FICHE QUESTION
13ème législature
Question N° : 41861  de  M.   Roy Patrick ( Socialiste, radical, citoyen et divers gauche - Nord ) QE
Ministère interrogé :  Justice
Ministère attributaire :  Justice
Question publiée au JO le :  10/02/2009  page :  1247
Réponse publiée au JO le :  26/05/2009  page :  5150
Rubrique :  traités et conventions
Tête d'analyse :  traité instituant une cour pénale internationale
Analyse :  attitude de la France
Texte de la QUESTION : M. Patrick Roy attire l'attention de Mme la garde des sceaux, ministre de la justice, sur la mise en conformité du droit pénal français avec le statut de la Cour pénale internationale (CPI).

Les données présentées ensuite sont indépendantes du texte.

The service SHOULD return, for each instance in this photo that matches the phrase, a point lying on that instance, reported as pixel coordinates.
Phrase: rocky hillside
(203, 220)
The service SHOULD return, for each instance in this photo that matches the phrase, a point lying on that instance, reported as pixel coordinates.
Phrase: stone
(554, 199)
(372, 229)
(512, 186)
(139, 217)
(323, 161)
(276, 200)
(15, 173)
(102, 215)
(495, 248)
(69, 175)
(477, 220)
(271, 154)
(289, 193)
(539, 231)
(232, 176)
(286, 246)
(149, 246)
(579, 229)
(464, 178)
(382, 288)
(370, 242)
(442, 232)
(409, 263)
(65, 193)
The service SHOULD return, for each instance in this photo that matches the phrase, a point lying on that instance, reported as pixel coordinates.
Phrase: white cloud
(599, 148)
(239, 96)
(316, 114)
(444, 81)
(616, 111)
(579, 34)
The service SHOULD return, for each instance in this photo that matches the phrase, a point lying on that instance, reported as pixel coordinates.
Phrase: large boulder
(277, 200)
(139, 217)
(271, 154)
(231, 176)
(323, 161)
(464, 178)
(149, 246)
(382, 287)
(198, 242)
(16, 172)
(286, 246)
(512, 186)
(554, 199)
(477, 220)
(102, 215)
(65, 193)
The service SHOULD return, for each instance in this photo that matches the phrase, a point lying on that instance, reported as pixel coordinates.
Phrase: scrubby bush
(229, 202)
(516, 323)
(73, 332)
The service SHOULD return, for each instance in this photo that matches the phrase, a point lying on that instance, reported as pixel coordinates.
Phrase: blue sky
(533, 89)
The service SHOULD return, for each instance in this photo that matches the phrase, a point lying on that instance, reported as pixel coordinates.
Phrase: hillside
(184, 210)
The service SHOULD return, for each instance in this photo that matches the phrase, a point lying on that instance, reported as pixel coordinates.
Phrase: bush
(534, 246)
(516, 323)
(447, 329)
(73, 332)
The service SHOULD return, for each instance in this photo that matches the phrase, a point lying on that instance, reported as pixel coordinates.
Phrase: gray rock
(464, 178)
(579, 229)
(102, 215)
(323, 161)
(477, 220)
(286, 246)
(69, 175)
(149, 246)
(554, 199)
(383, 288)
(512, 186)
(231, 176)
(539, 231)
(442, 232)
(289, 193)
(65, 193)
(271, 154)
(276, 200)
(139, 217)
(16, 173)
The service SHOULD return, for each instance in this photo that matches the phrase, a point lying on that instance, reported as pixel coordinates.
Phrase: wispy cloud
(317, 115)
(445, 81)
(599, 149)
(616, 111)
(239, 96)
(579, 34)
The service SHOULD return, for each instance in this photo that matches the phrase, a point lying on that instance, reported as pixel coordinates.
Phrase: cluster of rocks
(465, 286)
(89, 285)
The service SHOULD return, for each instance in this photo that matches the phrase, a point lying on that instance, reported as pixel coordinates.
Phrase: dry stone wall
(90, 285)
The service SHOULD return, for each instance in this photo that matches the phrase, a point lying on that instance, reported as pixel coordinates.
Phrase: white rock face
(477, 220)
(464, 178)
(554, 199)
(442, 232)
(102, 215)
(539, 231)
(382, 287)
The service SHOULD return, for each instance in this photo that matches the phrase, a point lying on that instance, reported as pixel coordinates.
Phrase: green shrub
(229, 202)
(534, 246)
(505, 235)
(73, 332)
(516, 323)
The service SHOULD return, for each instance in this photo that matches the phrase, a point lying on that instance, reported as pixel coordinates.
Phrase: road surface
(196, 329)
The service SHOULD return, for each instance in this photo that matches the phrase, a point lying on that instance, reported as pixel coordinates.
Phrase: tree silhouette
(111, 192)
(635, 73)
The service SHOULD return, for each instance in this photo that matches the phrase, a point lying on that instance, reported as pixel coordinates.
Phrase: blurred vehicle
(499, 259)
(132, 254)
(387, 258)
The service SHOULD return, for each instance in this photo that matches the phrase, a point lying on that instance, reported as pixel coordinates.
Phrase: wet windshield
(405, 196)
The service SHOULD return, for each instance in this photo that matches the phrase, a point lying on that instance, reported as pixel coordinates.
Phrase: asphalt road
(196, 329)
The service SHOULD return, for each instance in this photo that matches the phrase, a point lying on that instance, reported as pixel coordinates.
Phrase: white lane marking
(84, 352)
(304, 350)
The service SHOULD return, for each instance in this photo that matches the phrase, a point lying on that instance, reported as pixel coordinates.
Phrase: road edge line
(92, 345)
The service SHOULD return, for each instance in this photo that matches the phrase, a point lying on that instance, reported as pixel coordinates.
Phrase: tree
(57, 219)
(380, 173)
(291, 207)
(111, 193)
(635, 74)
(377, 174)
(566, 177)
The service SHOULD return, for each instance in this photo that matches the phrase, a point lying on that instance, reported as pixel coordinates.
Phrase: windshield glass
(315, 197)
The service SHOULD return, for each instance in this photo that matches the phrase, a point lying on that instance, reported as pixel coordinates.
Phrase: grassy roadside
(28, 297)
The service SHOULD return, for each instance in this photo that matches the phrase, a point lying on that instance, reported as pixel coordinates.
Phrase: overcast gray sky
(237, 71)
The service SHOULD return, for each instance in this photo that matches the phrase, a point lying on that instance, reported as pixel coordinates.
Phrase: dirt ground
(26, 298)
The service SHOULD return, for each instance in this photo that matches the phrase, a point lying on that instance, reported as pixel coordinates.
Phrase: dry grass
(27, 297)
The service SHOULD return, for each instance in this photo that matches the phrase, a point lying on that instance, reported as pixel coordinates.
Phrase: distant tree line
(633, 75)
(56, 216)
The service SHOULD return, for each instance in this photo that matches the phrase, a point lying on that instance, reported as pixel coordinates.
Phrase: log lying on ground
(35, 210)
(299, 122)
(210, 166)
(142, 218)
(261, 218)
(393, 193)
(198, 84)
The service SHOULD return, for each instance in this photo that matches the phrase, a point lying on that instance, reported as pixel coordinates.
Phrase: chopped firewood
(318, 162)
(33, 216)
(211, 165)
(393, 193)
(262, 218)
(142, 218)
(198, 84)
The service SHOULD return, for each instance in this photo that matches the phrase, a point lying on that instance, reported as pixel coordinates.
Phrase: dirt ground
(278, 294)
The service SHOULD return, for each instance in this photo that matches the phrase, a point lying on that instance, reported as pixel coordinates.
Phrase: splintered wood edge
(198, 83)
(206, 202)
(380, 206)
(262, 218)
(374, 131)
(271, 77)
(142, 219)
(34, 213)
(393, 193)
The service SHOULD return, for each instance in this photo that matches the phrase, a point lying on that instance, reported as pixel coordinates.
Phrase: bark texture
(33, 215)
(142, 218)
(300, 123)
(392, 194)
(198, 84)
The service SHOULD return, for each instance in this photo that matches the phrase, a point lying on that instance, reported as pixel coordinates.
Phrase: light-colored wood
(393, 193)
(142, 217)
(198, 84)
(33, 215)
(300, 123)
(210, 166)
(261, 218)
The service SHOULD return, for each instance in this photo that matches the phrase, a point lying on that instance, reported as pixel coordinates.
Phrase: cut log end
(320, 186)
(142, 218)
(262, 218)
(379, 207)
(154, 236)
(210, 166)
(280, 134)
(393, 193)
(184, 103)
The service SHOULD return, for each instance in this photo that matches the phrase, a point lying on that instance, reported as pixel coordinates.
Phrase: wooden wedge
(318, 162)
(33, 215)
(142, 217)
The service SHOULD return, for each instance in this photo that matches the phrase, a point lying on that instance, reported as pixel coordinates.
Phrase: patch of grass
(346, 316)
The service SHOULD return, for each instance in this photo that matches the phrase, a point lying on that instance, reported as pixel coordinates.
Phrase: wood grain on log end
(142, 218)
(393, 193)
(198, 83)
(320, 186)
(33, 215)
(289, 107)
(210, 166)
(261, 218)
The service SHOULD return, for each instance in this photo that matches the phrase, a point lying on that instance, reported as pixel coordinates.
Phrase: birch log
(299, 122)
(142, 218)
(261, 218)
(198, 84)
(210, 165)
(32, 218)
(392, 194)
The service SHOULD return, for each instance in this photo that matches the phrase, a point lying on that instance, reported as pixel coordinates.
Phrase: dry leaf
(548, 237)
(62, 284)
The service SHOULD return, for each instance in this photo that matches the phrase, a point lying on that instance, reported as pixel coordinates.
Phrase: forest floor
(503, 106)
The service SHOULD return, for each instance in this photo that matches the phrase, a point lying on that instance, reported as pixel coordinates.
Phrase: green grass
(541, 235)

Plus de sept ans après la ratification du statut de Rome par la France le 9 juin 2000, aucun projet de loi n'est encore venu en séance pour venir rattraper ce retard en matière de répression des crimes internationaux. Il est urgent que la loi française définisse les crimes de génocide, crimes contre l'humanité et crimes de guerre conformément au statut de la Cour et qu'elle reconnaisse l'imprescriptibilité de ces crimes et l'applicabilité de toute immunité tenant à la qualité officielle des auteurs de ces crimes. Pour pouvoir juger les crimes énumérés dans le statut de la Cour, les juges français ont besoin de s'appuyer sur une loi interne. Il lui rappelle également que le projet de loi n° 3271 portant adaptation du droit pénal à l'institution de la Cour pénale internationale ne contient aucune disposition relative aux crimes de guerre et que ce projet de loi ne reconnaît pas aux tribunaux français de compétence territoriale élargie pour les crimes visés par le statut de la CPI. Il lui rappelle enfin que les États se sont engagés à rendre leur justice complémentaire de celle de la CPI, dont l'oeuvre serait vouée à l'échec si elle devait juger seule tous les dossiers. Ainsi, il lui demande si elle entend déposer au plus vite un projet de loi conforme aux principes généraux du droit pénal international, afin que la France ne devienne pas un îlot d'impunité pour les plus grands criminels.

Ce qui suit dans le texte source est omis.